Does Poverty Drive Obesity?
Obesity levels are increasing across all age bands in the UK, however, there are strong correlations with socio-demographic factors.
Before going any further is worth detailing how Adult Obesity is measured, in the UK we use the World Health Organization’s (WHO) body mass index (BMI) this divides weight by height using the following classification:
|Less than 18.5kg/m2||Underweight|
|18.5 to <25kg/m2||Healthy weight|
|25 to <30kg/m2||Overweight|
|30 to <40kg/m2||Obese|
|40kg/m2 or more||Severely Obese|
Note: BMI is not used to diagnose obesity because people who are very muscular can have a high BMI without much fat.
A more useful measure of excess fat is waist size, which can be used as an additional measure in people who are overweight (with a BMI of 25 to 29.9) or moderately obese (with a BMI of 30 to 34.9).
Generally, men with a waist size of 94cm or more and women with a waist size of 80cm or more are at a higher risk of developing obesity-related health problems.
Obesity greatly increases the risk of suffering from potentially life-threatening conditions, these include:
- type 2 diabetes
- coronary heart disease
- some types of cancer, such as breast cancer and bowel cancer
Obesity can also affect a persons quality of life and lead to psychological problems, such as depression and low self-esteem.
It’s a common problem in the UK that’s estimated to affect around 1 in every 4 adults and around 1 in every 5 children aged 10 to 11.
The Indices of Multiple Deprivation (IMD) are a widely used metric to measure poverty in small areas. It is derived from 7 components including income, education, health, and crime. Each small area (LSOA for England and Wales) is given an IMD rank with 1 being the most deprived and 32,844 being the least deprived (in England).
Using Leeds as an example, we can see there is a wide divergence in obesity rates even at a very local level. They can differ by over 40%. The IMD ranks also vary greatly with the least deprived area ranking 32,664 and the most deprived area ranking 38.
As you can see from the map of Leeds the areas of high obesity show a strong correlation with the most deprived areas. This is best shown by the graph below which compares the obesity rate and IMD rank of the most and least obese areas.
We can see a strong correlation between areas with high obesity rates and a low IMD rank. This is likely caused by the increased stress of living in poverty which leads to poor lifestyle choices, ultimately putting people at greater risk of being obese and developing related diseases.

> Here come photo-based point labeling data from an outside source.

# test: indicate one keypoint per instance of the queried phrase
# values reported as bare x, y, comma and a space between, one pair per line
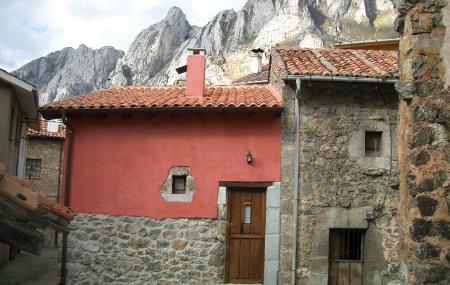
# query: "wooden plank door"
346, 257
246, 230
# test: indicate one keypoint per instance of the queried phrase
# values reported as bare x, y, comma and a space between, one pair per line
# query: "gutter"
58, 193
69, 134
296, 182
340, 79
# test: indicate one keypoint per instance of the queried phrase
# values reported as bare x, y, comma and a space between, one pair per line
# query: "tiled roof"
336, 62
44, 133
262, 76
134, 97
64, 212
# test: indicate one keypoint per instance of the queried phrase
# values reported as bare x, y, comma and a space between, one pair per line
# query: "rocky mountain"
70, 72
156, 51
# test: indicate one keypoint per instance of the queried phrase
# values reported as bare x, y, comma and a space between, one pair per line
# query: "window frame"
370, 138
174, 189
29, 167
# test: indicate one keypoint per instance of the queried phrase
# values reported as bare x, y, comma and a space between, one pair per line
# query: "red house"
173, 184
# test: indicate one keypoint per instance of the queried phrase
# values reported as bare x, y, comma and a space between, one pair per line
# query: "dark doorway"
246, 230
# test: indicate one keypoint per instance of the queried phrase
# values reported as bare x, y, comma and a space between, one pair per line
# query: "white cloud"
32, 29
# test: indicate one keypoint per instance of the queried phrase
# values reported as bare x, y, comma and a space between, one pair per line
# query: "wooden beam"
22, 196
20, 239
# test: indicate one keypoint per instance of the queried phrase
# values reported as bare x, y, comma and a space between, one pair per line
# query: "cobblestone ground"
28, 269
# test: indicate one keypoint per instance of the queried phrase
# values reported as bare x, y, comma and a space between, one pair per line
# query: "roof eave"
58, 113
340, 79
26, 96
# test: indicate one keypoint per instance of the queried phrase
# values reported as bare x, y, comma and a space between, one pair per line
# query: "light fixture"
249, 158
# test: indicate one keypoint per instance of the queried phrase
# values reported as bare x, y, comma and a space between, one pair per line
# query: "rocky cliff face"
70, 72
157, 50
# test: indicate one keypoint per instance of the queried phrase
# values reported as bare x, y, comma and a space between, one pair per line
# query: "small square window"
373, 143
179, 184
346, 244
33, 168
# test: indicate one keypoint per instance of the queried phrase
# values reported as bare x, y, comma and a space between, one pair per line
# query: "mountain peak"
174, 14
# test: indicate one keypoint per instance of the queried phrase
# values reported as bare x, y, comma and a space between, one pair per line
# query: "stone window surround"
357, 145
335, 218
272, 235
166, 189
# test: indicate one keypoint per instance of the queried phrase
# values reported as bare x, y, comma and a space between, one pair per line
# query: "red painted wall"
118, 164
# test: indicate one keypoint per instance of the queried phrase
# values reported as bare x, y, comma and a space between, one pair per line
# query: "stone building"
339, 166
18, 110
424, 150
43, 164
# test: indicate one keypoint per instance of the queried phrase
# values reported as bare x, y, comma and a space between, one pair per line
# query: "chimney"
255, 62
195, 74
52, 126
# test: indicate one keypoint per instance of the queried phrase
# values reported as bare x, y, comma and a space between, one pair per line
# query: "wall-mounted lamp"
249, 158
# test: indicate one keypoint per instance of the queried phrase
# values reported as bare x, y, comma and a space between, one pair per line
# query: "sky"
31, 29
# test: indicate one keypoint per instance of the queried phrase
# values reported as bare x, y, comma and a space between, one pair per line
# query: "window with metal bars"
33, 168
373, 143
348, 244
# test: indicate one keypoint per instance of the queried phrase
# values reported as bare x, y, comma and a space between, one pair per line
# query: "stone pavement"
33, 270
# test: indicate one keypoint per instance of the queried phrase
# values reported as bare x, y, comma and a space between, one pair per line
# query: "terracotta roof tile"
336, 62
166, 97
44, 133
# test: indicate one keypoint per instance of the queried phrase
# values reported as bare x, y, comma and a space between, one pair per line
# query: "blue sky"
31, 29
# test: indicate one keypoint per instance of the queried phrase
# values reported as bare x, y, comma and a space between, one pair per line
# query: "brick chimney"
256, 61
195, 74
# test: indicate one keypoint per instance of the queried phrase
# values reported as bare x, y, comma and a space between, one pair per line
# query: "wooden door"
346, 257
246, 230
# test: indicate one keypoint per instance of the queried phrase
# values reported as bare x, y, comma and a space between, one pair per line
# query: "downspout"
66, 195
58, 190
296, 182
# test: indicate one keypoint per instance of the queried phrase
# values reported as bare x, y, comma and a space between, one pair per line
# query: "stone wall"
137, 250
337, 182
50, 153
424, 151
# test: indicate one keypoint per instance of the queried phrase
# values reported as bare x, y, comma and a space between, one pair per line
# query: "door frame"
228, 235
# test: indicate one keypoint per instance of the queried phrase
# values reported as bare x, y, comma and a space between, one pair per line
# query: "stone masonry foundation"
137, 250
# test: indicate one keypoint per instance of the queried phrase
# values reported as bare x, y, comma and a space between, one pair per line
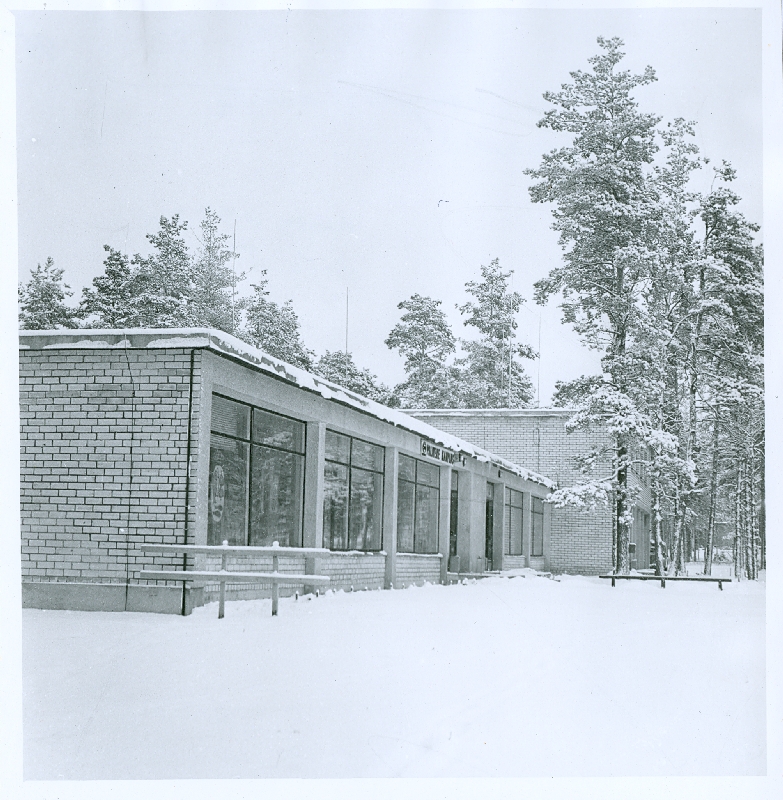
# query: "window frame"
533, 514
251, 444
415, 483
350, 467
508, 505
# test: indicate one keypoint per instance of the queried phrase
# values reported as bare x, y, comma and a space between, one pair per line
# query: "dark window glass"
537, 532
366, 509
228, 473
276, 497
353, 497
406, 495
338, 447
514, 528
407, 469
454, 516
427, 474
262, 503
418, 500
426, 530
335, 506
367, 456
230, 417
513, 522
276, 431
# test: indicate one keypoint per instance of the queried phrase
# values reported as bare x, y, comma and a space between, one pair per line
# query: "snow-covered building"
580, 540
193, 437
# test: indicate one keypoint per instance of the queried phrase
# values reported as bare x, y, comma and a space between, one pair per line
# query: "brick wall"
418, 569
581, 541
353, 569
103, 460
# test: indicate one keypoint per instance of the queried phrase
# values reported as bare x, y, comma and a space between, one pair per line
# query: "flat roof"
229, 346
558, 411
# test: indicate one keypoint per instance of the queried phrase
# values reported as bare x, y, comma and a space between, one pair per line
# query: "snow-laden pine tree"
491, 375
641, 283
424, 338
274, 328
339, 367
42, 303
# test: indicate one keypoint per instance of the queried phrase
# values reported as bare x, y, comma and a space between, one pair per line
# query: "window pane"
428, 474
426, 538
405, 500
230, 417
366, 510
367, 456
276, 498
537, 532
338, 447
335, 506
407, 468
277, 431
228, 464
515, 531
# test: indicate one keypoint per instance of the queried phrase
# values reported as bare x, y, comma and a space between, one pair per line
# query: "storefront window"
256, 482
537, 532
514, 522
228, 474
353, 493
418, 503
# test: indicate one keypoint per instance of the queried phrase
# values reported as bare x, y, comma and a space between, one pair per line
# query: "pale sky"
381, 151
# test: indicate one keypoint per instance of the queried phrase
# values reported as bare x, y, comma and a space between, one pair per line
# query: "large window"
353, 493
418, 501
256, 476
537, 525
514, 522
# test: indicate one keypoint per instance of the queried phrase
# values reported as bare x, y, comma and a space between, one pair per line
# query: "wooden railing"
664, 578
223, 577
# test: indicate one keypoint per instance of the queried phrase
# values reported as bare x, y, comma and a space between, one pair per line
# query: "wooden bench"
664, 578
223, 577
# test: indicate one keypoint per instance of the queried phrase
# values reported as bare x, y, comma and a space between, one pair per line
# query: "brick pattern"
416, 569
353, 569
104, 460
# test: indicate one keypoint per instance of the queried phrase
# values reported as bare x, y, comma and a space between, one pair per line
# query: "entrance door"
454, 510
489, 526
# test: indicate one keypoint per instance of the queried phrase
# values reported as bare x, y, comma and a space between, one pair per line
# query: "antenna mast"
234, 282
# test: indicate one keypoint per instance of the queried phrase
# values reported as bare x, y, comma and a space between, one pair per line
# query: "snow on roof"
558, 411
225, 344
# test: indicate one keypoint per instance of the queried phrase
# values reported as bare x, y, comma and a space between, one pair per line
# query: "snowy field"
524, 676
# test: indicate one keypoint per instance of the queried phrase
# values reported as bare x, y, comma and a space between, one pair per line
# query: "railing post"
275, 589
222, 604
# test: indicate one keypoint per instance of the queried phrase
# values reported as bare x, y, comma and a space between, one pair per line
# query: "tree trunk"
710, 543
655, 491
622, 564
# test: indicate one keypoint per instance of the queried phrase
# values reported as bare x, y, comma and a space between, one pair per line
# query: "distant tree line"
172, 287
667, 284
664, 281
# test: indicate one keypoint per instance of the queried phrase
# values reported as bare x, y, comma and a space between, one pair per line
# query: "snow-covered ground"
504, 677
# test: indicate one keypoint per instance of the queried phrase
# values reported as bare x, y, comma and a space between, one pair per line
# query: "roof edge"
230, 346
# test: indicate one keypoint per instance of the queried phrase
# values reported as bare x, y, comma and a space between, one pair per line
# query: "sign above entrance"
440, 453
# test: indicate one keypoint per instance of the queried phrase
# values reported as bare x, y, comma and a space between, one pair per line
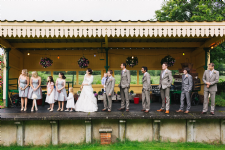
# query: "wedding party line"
30, 88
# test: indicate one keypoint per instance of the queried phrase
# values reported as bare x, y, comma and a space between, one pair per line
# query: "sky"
78, 9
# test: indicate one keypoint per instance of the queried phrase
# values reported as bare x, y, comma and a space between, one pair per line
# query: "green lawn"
126, 146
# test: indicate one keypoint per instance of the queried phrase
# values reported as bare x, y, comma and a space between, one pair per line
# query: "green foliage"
219, 100
183, 10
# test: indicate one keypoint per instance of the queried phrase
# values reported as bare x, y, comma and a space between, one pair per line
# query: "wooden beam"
110, 44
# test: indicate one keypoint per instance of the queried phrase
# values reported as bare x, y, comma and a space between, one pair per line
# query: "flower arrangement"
132, 61
46, 62
170, 60
83, 62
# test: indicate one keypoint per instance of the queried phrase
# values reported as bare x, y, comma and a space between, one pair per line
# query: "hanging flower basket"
46, 62
170, 60
132, 61
83, 62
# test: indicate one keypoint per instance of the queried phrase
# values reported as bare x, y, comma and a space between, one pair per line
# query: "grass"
135, 145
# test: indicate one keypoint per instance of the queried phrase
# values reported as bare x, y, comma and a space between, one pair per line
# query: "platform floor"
135, 113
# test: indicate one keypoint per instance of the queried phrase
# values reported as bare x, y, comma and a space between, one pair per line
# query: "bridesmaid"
35, 89
60, 94
23, 83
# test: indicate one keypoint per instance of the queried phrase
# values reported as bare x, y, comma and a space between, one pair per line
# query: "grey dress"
23, 84
38, 92
62, 96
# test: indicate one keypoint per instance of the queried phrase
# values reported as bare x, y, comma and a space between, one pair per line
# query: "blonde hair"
34, 74
71, 89
25, 72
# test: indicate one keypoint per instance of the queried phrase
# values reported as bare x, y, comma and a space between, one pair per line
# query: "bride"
87, 102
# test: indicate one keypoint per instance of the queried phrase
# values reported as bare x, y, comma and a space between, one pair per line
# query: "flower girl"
70, 100
50, 93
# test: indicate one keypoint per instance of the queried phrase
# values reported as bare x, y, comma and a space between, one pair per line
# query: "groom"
124, 87
109, 88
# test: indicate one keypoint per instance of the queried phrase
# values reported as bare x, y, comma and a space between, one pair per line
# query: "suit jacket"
213, 80
146, 80
125, 79
187, 83
166, 81
110, 84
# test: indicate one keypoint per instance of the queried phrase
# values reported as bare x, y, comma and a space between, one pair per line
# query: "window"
43, 74
155, 75
96, 74
70, 77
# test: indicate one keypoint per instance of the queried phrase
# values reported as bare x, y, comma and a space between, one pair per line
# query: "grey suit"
146, 80
187, 84
164, 86
213, 80
109, 89
124, 88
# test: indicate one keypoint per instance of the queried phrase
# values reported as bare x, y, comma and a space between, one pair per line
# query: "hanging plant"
83, 62
169, 59
46, 62
132, 61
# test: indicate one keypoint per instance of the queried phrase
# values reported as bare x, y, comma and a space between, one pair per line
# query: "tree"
193, 10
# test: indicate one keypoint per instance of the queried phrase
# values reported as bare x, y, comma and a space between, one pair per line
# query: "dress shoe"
121, 109
179, 110
167, 112
212, 113
161, 110
186, 112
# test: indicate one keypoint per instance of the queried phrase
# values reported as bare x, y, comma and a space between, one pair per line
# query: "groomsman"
124, 87
186, 91
146, 81
165, 82
210, 79
109, 87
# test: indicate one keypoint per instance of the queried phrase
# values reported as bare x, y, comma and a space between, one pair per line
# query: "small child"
104, 80
50, 93
70, 100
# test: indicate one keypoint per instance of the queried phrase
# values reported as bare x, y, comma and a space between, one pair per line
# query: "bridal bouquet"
132, 61
169, 59
83, 62
46, 62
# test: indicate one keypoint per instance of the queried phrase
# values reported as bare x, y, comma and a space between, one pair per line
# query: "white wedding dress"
87, 102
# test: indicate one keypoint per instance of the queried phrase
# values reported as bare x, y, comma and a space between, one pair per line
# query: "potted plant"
100, 95
118, 97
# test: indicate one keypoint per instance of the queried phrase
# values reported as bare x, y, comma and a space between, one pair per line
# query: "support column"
88, 131
156, 130
222, 132
55, 132
20, 133
190, 130
122, 130
207, 57
6, 81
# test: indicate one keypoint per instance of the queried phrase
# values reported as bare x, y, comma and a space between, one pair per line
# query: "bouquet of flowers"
170, 60
132, 61
83, 62
46, 62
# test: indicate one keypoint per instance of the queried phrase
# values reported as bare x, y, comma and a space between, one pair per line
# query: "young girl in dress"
23, 83
60, 94
70, 100
50, 93
35, 91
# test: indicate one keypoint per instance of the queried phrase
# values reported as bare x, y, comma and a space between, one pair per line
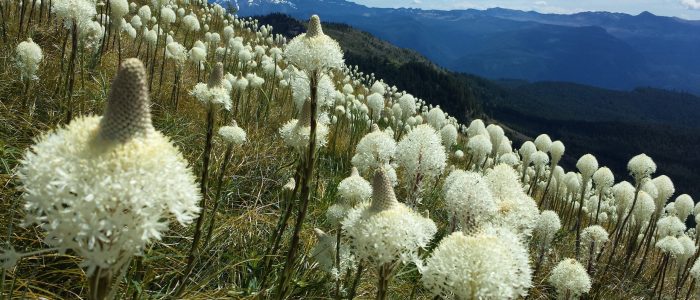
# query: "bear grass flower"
488, 265
213, 92
595, 236
28, 56
78, 11
385, 231
313, 50
570, 279
421, 153
91, 185
468, 199
515, 209
354, 189
374, 150
684, 206
641, 166
296, 132
232, 134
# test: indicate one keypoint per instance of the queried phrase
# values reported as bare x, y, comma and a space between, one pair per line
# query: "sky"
686, 9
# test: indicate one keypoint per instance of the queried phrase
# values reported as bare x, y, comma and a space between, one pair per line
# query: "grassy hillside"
105, 161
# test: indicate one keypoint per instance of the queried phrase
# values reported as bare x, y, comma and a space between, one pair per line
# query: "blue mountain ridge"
610, 50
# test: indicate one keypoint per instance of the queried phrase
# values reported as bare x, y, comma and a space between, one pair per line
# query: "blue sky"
687, 9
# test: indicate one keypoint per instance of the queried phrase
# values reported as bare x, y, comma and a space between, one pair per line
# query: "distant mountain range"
610, 50
614, 125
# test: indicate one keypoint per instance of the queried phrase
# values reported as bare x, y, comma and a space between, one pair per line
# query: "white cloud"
691, 4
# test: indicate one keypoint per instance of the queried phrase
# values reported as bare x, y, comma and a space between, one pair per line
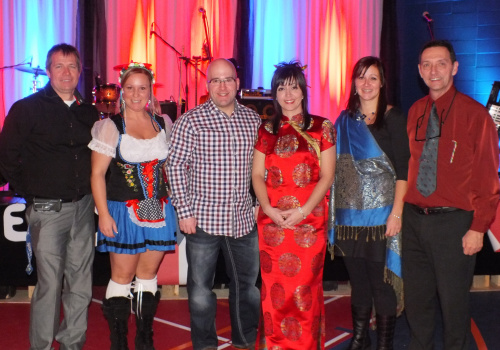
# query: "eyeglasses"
218, 81
420, 120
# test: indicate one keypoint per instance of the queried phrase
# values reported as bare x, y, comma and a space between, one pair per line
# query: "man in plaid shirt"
209, 170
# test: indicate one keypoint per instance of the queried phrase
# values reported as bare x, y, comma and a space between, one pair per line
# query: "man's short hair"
66, 49
439, 43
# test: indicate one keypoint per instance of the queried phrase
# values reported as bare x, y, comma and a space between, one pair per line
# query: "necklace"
365, 117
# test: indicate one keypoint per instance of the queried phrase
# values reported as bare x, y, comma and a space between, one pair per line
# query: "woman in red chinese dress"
293, 168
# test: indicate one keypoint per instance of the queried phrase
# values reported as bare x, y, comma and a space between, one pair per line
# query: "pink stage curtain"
180, 24
328, 36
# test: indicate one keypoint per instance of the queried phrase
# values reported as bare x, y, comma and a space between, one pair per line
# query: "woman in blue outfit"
136, 219
370, 182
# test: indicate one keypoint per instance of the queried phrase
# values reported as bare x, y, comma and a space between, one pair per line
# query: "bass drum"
106, 99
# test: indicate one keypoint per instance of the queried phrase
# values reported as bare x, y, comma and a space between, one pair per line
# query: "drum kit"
105, 96
35, 71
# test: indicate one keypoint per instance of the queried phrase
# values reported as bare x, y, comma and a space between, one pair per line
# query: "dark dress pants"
435, 270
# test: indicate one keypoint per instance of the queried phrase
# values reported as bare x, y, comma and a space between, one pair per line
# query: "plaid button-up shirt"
209, 168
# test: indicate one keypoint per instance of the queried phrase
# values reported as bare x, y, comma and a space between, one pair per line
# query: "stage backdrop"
327, 35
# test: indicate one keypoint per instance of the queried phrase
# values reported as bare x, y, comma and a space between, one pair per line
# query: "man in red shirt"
451, 200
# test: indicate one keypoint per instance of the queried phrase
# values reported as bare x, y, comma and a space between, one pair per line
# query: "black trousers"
437, 272
368, 286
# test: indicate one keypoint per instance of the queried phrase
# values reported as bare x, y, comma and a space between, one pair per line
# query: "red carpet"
172, 324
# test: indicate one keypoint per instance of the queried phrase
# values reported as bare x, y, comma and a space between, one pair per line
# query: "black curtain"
389, 51
91, 42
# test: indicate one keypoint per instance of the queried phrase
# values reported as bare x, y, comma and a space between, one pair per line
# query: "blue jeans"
241, 257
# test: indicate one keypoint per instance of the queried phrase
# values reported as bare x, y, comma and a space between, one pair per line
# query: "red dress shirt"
467, 171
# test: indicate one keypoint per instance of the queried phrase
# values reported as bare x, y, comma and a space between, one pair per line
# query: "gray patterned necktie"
427, 172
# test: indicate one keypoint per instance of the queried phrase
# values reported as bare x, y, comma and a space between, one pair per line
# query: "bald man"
209, 169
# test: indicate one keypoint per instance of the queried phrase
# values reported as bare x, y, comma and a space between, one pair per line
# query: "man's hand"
472, 242
188, 225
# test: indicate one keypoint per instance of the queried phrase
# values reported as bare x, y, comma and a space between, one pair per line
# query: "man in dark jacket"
45, 158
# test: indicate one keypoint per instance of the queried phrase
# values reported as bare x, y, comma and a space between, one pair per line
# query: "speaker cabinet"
264, 107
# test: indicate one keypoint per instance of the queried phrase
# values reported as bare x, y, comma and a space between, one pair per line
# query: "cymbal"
35, 71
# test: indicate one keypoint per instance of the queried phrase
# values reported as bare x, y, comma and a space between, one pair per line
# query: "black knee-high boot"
385, 331
360, 323
145, 311
116, 310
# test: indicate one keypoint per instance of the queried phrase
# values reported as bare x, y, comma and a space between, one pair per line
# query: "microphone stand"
187, 62
205, 24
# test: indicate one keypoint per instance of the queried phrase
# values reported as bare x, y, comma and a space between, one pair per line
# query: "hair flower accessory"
125, 67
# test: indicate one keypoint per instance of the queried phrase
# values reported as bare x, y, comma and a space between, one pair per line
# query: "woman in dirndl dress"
136, 219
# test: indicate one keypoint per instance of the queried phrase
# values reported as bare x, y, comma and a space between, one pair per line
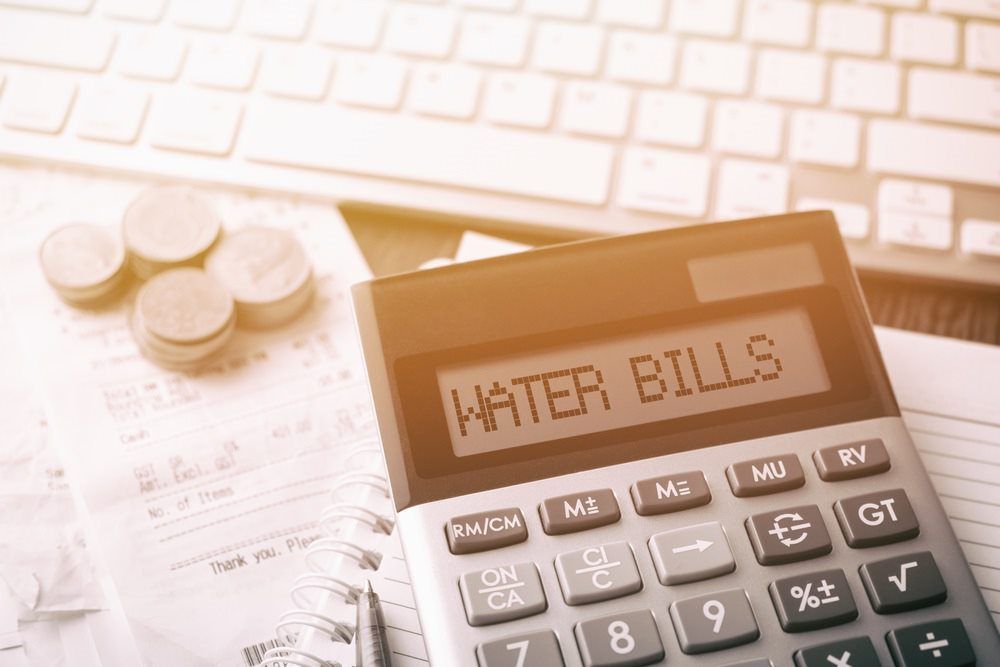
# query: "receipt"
203, 489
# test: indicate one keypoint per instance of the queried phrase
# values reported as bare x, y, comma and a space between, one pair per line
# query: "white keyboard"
586, 116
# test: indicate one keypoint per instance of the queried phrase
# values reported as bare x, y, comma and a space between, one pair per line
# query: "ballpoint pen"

The same correlation can be seen when we look at household income, a key metric in determining the IMD.
This further clarifies the relationship between poverty and obesity.
Given this relationship, campaigns for increasing healthy eating and exercise may be treating the symptoms but not the disease when it comes to tackling obesity. Focusing on financial aid for the most deprived areas may have a longer-lasting impact on peoples health and save the NHS millions at the same time.